In contrast to SPP-FP approach, the *output smoothing* of the minima controlled recursive averaging (MCRA) algorithm is controlled by a *SPP estimation*, which is based on a previous *minimum search* technique. The MCRA method served as a corner stone for the development of a series of further noise PSD trackers. One of them, the enhanced MCRA (EMCRA) approach, aims to reduce the estimator's delayed response to an abrupt noise rise and to mitigate the speech leakage into the noise PSD estimates. For the SPP estimation to benefit from inter-frame correlations of the speech signal, it was proposed to incorporate a first-order conditional maximum a posteriori (MAP) criterion into the MCRA noise tracker resulting in the MCRA-MAP approach.

Another well-known MCRA-based noise PSD tracker developed by the author of the MCRA method is an improved MCRA (IMCRA) approach, which upgrades the \textit{minimum tracking} in speech activity and the *SPP estimation* of the MCRA noise tracker. Further IMCRA method implements a sophisticated *bias compensation* not available in the MCRA approach.

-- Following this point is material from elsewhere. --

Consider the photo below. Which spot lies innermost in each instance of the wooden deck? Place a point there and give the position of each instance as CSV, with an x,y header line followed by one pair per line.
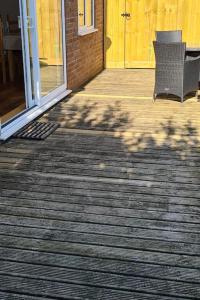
x,y
108,207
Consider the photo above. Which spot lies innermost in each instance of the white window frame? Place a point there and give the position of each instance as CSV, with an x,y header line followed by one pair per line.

Using *Bayesian inference* for the estimation of the noise PSD estimate is a particular attribute of the two further MMSE-based approaches, which also make use of the *output smoothing* technique. Although both approaches use the same estimation rule, they embed it in the estimation procedure in different ways. While first named further as MMSE-VAD applies the MMSE estimator only for time-frequency bins without speech activity (as a VAD-like estimation), the second called MMSE-BM implements a *bias compensation* and a *minimum search* techniques. The last technique serves in MMSE-BM approach to realize a so called safety-net method for overcoming a locking of algorithm.

## Novel DNN-based noise PSD estimator

In recent years deep neural networks (DNN) have made inroads in speech signal processing, and DNN-based approaches for speech enhancement have been developed. Sometimes DNNs are combined with conventional speech enhancement techniques. To achieve a robust noise PSD estimation we suggested to use a causal single-channel DNN-based noise-only presence probability (NPP) estimator for the *output smoothing* technique mentioned before. The proposed DNN-based noise spectral masks like depicted in the figure below led to a superiority of the proposed DNN-based noise PSD estimator over ten conventional approaches described before.